The charter apparently remained in force although it had been declared null and void.[1] Bigge considered the bank a beneficial institution, but that no royal charter was necessary. Without it indeed he thought a more cautious policy would be ensured.

A curious incident had arisen when the Articles of Incorporation were drawn up and put before a meeting of the shareholders, which was described by Wylde in his evidence to Bigge. The Governor was dissatisfied with the 7th article, which excluded persons who had been convicts from the direction of the bank. "But," said Wylde "had an ex-convict been appointed (and it was known that one would be proposed) all the other directors would have resigned." Wylde saw what was the feeling of the meeting, and proposed and carried the exclusion clause. When he waited upon the Governor later to submit the articles to him, he found that this affair had already been reported, with the result that it had "excited in him a strong opinion and feeling insomuch that I retired from all explanation."[2]

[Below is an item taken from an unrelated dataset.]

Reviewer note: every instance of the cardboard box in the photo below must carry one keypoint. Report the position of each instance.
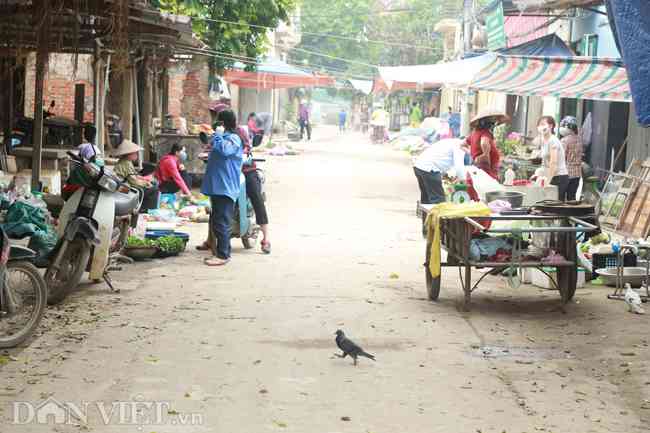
(540, 279)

The New South Wales Bank was nevertheless largely patronised by the convict and ex-convict class. They much preferred its facilities to those of the Savings Bank, which gave a lower interest and from which it was troublesome to draw money at short notice.[3] The Savings Bank was founded by the exertions of Mr. Justice Field in June, 1819, for the benefit of convicts and the poor people generally; and its rules, prefixed by "A Plain Address," were printed and distributed to all convicts arriving in the Colony.

"Many of you," so ran the address, "bring small sums of money from England, your own savings or the bounty of your friends, and have no place of safe deposit for them upon landing in this Colony. Instead of trusting those sums to any private individual, you are recommended to place them in the Public Savings Bank". … The convicts, however, responded feebly to this invitation. They preferred to trust to some friend who knew of an investment which promised quick though uncertain

  1. This seems the only inference to be drawn from the statement of Bigge in 1823 that the "present" charter will expire in 1824. Report, III.
  2. Wylde's Evidence, Appendix, Bigge's Reports. R.O., MS.
  3. Interest in Savings Bank was 1s. 6d. per £1.